Low put that into a loop:

```
time_df <- tibble(n = NA,
k = NA,
time_taken = NA,
trial = NA,
run = NA)
i <- 1
j <- 1
trial <- 1
max_trial <- 10
run <- 1
for (i in seq_along(sample_size)) { # loop for sample size
cat("n = ", sample_size[i], "\n")
for (j in seq_along(k)) { # loop for number of predictors (k)
cat(" k = ", k[j], "\n")
for (trial in 1:max_trial) {
cat(" trial = ", trial, "\n")
cat(" run = ", run, "\n")
lm_duration <- lm_flights_duration(n = sample_size[i], k = k[j])
cat("Time taken for present model computation: ", lm_duration, " s \n")
time_df <- time_df %>%
add_row(n = sample_size[i],
k = k[j],
trial = trial,
time_taken = lm_duration,
run = run)
run <- run + 1
}
}
}
```

# Show the results

Now let’s put that together.

```
time_df <- time_df %>%
mutate(id = 1:nrow(time_df)) %>%
group_by(k, n) %>%
mutate(time_taken_avg = mean(time_taken, na.rm = TRUE)) %>%
ungroup()
time_df <- time_df %>%
drop_na()
```

```
time_df %>%
ggplot(aes(x = n, y = time_taken, color = factor(k))) +
geom_point() +
scale_x_log10(breaks = sample_size) +
geom_line(aes(y = time_taken_avg, group = k)) +
labs(color = "k",
y = "computation time [sec]") +
scale_color_viridis_d() +
theme_light()
```

For small samples, there’s a large variance in computation time, with sample sizes augmenting, the computation time differences become more stable.

```
time_df %>%
drop_na() %>%
ggplot(aes(x = n, y = time_taken, color = factor(k))) +
geom_point() +
scale_x_log10(breaks = c(1e1, 1e03, 1e04, 1e05)) +
geom_line(aes(y = time_taken_avg, group = k)) +
facet_wrap(~ k, labeller = label_context) +
labs(color = "k") +
scale_color_viridis_d() +
theme_light()
```

# Debrief

On average, the time for each model was acceptable.
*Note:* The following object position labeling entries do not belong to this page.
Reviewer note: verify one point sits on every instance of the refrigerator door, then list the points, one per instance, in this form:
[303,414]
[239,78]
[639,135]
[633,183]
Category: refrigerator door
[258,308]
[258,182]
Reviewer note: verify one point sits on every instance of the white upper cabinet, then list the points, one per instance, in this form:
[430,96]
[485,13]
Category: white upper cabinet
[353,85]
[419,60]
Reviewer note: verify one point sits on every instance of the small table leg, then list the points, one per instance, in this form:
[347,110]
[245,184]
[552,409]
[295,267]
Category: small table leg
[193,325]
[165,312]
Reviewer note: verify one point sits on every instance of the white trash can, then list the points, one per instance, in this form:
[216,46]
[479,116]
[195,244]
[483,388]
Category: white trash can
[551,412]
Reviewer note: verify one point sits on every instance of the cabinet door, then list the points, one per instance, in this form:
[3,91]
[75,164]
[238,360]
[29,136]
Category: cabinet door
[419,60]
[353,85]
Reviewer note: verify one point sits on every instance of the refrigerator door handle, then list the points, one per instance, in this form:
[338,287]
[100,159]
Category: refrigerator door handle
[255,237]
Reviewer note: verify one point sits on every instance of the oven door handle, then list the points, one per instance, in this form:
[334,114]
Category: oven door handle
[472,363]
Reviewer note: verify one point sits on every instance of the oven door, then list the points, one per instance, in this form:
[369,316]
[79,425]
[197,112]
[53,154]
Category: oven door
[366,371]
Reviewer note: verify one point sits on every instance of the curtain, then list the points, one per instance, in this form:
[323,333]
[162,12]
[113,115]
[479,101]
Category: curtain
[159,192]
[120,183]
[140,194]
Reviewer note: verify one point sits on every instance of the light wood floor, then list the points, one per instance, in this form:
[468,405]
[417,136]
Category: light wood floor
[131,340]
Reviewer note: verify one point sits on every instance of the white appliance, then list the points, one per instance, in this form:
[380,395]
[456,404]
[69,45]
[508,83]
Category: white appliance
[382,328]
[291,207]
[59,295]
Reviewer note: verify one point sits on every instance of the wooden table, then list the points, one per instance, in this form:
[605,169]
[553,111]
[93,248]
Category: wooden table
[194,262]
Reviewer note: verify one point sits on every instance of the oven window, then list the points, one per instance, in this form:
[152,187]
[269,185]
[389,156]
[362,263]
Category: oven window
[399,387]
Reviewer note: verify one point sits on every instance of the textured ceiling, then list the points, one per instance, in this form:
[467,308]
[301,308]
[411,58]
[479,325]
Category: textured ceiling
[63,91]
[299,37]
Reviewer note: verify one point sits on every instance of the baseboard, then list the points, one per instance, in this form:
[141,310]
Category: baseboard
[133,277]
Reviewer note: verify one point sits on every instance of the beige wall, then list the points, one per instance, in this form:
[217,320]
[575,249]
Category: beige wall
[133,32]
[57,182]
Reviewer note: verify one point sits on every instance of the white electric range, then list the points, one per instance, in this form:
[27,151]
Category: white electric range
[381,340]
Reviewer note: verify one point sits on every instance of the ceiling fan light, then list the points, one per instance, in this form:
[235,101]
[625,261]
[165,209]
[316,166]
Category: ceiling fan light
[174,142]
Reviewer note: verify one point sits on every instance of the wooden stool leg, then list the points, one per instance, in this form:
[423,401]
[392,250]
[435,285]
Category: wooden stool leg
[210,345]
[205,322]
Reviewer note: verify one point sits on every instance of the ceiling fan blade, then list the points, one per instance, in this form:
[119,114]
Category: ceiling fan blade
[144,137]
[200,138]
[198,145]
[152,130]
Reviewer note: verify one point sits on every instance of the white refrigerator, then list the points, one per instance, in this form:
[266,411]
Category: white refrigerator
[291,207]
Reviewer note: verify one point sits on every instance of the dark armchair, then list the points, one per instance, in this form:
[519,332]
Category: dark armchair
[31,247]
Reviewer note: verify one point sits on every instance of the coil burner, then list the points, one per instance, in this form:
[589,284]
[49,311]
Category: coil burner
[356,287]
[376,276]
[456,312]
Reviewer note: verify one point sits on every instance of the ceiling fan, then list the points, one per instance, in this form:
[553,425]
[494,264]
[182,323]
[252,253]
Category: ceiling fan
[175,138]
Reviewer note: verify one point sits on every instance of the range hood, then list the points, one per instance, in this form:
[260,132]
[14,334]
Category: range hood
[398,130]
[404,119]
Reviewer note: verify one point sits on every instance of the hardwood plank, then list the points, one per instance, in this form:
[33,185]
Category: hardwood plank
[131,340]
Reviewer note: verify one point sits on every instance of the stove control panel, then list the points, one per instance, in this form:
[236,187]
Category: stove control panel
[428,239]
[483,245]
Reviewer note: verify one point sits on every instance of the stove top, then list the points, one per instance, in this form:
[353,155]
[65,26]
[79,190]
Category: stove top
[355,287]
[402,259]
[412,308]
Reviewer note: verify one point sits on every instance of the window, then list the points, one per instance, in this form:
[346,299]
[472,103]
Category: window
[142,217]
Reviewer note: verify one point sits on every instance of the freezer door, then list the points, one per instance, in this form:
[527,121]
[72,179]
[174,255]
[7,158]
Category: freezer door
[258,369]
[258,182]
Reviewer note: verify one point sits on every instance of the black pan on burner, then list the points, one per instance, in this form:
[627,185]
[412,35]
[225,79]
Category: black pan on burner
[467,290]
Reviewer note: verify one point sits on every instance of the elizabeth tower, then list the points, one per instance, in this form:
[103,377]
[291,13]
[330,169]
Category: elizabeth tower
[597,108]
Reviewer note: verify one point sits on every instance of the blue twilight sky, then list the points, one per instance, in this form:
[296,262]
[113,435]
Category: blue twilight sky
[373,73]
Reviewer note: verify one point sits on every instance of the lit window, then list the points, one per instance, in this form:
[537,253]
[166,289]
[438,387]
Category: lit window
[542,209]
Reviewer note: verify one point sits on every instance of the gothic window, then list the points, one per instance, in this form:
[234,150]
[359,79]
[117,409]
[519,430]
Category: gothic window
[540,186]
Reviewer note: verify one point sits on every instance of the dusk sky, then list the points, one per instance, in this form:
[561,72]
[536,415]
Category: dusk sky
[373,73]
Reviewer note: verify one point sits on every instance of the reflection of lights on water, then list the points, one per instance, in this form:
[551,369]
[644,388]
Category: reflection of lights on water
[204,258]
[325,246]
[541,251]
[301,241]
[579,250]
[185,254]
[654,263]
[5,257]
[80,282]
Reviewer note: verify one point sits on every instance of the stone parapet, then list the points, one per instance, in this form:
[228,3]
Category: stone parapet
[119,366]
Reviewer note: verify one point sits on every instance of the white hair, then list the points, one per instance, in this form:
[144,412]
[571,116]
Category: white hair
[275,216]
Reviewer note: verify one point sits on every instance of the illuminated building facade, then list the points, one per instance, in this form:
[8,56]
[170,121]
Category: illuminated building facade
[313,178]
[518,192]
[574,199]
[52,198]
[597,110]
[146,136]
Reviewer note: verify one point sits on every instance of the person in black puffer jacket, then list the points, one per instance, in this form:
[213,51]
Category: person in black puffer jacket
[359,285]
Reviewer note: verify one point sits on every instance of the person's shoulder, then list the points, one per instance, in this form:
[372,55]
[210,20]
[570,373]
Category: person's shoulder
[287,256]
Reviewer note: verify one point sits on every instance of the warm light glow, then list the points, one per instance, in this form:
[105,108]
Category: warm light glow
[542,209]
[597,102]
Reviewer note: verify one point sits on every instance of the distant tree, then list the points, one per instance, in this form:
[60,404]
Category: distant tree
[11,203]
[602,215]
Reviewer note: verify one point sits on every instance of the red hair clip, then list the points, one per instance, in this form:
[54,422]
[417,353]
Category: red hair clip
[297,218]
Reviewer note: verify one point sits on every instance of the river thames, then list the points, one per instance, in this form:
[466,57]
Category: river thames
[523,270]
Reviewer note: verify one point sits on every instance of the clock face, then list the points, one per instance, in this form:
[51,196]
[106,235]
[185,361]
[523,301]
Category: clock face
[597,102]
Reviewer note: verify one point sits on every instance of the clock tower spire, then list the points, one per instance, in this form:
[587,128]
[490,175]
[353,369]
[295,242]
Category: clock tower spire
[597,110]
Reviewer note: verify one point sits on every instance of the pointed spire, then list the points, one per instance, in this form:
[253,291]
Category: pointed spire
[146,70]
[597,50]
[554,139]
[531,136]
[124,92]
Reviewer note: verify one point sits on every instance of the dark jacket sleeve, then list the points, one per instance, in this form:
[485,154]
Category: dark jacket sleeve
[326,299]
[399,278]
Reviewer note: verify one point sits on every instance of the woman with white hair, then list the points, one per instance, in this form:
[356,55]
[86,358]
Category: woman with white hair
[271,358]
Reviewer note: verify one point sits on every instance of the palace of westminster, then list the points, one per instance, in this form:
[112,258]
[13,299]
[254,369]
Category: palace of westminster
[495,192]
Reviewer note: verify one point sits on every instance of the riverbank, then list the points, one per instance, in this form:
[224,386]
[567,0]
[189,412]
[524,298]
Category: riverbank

However, two things should be noted: First, non-numeric variables can consume much more time (if many levels are present). Second, parameter tuning and cross validation will soak up a lot of time. Assume there are 3 tuning parameters, and we test 5 values each (thus yielding 15 models). Assume further we will use a 10 times cross validation with 10 folds each, giving 100 repetitions. In sum, 15k repetitions will be needed. That will take ages, and possible a lot of memory can be exhausted.